3. If neither of these fit, you could change the source code to scan over one directory instead of a file. We didn't go down this path to be compatible with file_fdw's semantics.

link

tracker1 4808 days ago

Just an idea... I had a script doing record dumps at a prior job... (there were about 30 joins for getting a single record (denormalized) into json), so having each one in a separate .json.gz file was a useful backup solution... it was about zero cost when doing mirroring to another system for query/display purposes.

In the file system, to prevent too many records in a single directory it was split up per 1000 records... base/00001000/(1000-1999).json.gz ... this was mainly for being able to navigate this structure via a gui. I would suggest if your system can't do "basepath//*.json.gz" that you consider it.

link

neilk 4808 days ago

Okay, so if I understand correctly, the benefit here is that I can run some kinds of SQL queries on a large collection of heterogenous JSON documents. Is that right? You're still speaking Postgres-internals-geek, not I-want-to-get-something-done geek.

That is:

- you can take heterogenous JSON documents, and then make them appear to the Postgres world as separate tables. (Which they have to be, because they're not uniform)

- you can then take some kinds of SQL queries and distribute them among these tables, as if they were one big SQL table. If some pseudo-tables have missing or extra columns, no problem.

link

ozgune 4808 days ago

Thanks for the comment. Yes, that's exactly the benefit.

You could in fact have heterogeneous JSON documents within one file, and json_fdw could still handle them. If a field you declared in the table schema doesn't appear in a JSON document, json_fdw would just consider that field to be Null.

The issue is, json_fdw is built such that one table can only associated with one JSON file, and users typically have many JSON files lying around. For example, you'd have one JSON file for each hour's worth of website error logs.

If that's the case, you could create a distributed table. That way, you could run the query one distributed table and have the query run on all your JSON files instead of just one.

That said, it's probably best to associate one type of JSON logs (say your website error logs) with one distributed table. That way, your queries go over your website error logs or your mobile application logs, but not both at the same time.

link

knowtheory 4808 days ago

It should be said I think that it's super cool that you guys are putting Postgres to broader use.
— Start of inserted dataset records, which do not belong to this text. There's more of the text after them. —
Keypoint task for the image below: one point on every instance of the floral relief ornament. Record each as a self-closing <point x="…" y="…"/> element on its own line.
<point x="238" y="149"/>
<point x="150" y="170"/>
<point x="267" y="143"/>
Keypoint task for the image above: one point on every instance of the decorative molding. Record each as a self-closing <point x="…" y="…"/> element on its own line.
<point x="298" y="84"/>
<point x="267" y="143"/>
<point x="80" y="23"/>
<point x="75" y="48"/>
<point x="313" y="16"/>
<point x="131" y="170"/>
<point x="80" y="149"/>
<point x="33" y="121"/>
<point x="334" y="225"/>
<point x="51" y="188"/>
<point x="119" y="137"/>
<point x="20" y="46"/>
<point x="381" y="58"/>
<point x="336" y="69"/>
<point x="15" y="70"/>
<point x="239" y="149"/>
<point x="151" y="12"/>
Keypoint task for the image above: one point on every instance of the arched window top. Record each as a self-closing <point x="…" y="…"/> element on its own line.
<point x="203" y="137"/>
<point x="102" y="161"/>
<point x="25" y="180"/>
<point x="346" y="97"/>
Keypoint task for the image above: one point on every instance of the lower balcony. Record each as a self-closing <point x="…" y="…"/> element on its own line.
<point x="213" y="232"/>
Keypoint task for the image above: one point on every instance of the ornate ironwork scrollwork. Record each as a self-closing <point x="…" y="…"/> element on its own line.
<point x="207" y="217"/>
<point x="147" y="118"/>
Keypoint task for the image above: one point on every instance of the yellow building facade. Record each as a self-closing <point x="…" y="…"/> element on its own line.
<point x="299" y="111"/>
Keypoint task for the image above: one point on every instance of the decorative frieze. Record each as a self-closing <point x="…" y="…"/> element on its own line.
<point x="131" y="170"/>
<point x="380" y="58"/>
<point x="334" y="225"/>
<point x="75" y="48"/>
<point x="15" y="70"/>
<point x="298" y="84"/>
More stuff can and should be done with it, i'm just not sure what to do with this particular tool :)

link

chaz 4808 days ago

Keep in mind that this blog post was written by a company builds a product that sits on top of PostgreSQL. So for the intended audience, it's completely relevant.

A good use case is exploring external APIs, many of which come back as JSON. This might be a faster awy to figure out what you're dealing with: how large, how many, unique values, mins, maxes, etc. It could be especially useful if you need to match it to existing keys or metadata that you already have in the same database. To solve this same problem before, I've written lots of one-off scripts that convert the JSON into a CSV so that I can view it in Excel. This may or may not help me there, but good to see another tool.

link

malkia 4808 days ago

It could be. In game development for example, often a game asset is nothing more than a bunch of key/values, and they are slapped either into individual file per asset, or grouping several such asset into one file. The text format is not important (now), but I've seen "ini" style ones, or using lua, xml, or nowadays json.

It's important for these files to be kept this way, because they can be submitted to a SCM (perforce, svn, etc.), and this is the typical workflow. An SQL/noSQL db won't cut it here, since there is no revision number, or even if there is, it introduces a problem of syncing what's in the DB vs. what's in SCM.

So such tool would become interresting, if after syncing your latest data of the depot (repo), you run a tool that imports them into the DB to be used by other tools. And when you are done, export is done to the same files, and submitted.

Some automation could be done as well.

And having such tools would be beneficial, since you now don't have to write another tool to be ran manually, or being resident as service to get the latest file changes and update the DB, but could be make as an PostgreSQL worker that imports on the fly changes and updates the DB at the same time.

E.g. - if you use Perforce: - Someone syncs - The DB automatically picks up the changes, informed by the file system, and updates the DB.

The more of such things the better.

link

danielrhodes 4808 days ago

It's a good way to do adhoc querying of JSON log files, which among other things, can be useful for debugging.

link

masklinn 4808 days ago

Can also be useful to mix internal SQL data from JSON from an external source without having to manually sync/import it no?

link

seppo0010 4808 days ago

The only valid use case I can think of is for preloaded data for automatized tests.

link

knowtheory 4808 days ago

Oh, that might be useful. Although, most test frameworks at this point have mechanisms for pretty easily load data, but it'd be interesting to figure out if any corners could be conveniently cut with this.

link